Gonnardite is a comparatively rare, fibrous zeolite, natrolite subgroup. Older papers claim that a complete solid solution exists between tetranatrolite and gonnardite, but tetranatrolite was discredited as a separate species in 1999. A series, based on the disorder of the silicon-aluminum in the framework, appears to exist between Na-rich gonnardite and natrolite, Na_{2}(Si_{3}Al_{2})O_{10}·2H_{2}O.

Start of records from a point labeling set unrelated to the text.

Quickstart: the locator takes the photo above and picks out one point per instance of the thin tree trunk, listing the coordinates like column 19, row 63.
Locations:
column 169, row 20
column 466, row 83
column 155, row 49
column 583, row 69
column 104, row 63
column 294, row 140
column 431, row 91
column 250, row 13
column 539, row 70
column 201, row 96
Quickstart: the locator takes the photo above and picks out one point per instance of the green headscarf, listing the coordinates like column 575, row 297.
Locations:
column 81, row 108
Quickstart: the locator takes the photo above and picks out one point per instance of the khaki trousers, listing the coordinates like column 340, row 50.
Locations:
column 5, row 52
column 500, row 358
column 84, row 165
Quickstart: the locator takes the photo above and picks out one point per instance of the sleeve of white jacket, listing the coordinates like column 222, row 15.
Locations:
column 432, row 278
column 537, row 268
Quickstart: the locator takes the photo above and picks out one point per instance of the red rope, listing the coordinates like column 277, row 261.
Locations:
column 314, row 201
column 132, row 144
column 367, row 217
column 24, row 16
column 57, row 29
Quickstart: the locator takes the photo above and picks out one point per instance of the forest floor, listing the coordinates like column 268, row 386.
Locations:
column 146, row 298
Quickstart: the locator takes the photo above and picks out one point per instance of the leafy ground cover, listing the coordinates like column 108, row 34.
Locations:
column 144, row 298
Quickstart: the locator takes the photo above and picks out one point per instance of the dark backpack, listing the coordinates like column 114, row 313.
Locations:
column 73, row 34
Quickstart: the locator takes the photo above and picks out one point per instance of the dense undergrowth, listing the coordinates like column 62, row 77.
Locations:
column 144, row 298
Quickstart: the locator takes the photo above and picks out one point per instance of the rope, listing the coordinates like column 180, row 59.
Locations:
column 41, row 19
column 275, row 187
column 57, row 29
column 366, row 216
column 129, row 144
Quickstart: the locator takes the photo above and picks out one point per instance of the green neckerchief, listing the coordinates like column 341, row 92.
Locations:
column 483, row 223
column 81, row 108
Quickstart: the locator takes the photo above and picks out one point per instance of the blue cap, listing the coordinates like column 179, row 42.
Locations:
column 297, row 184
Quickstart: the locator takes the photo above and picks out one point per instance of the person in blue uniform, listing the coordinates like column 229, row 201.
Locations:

Gonnardite was named in 1896 after Ferdinand Pierre Joseph Gonnard (1833–1923), who was Professor of Mining Engineering at the University of Lyon, France.

==Crystallography==
Orthorhombic-bipyramidal class 2/m 2/m 2/m and tetragonal-scalenoidal class 4̅2m (orthorhombic with a very close to b, or tetragonal with a equal to b).
Unit Cell Parameters: a = b = 13.21 Å, c = 6.622 Å, Z = 2
Space Group: I4̅2d

==Crystal habit==
Crystals are prismatic, bounded by {110} and {111} as well as {100} and {001}, and gonnardite also occurs as radial hemispheres. Commonly found as zoned prisms or aggregates with thomsonite, natrolite and paranatrolite.

==Structure==
Gonnardite is a tectosilicate belonging to the natrolite group. The natrolite minerals are composed of chains of AlO_{4} and SiO_{4} tetrahedra that link to form frameworks. As with all zeolites, there are channels within the framework, and for the natrolite minerals the channels are occupied by polyhedra containing sodium, calcium or barium, together with oxygen and water. Gonnardite has the same framework structure as natrolite, but a disordered Si, Al distribution on the tetrahedral sites. Some of the water sites in the disordered natrolite structure of gonnardite are empty.

==Environment==
Gonnardite has been found in silica-poor volcanics and pegmatites. It occurs with thomsonite and natrolite in vesicles in the volcanic rock of The Nut, near Stanley, Tasmania, Australia, intergrown with natrolite at Don Hill, Tasmania and in drill holes with chabazite and calcite near Guildford, Tasmania. It is also found in nepheline-syenite in the Grenville Geological Province, which is part of the Canadian Shield.
The type locality (the place where the mineral was first described) is La Chaux de Bergonne, Gignat, Saint-Germain-Lembron, Puy-de-Dôme, Auvergne, France, and type material from this locality is held at the Natural History Museum, London, England, registration number BM.1930,166.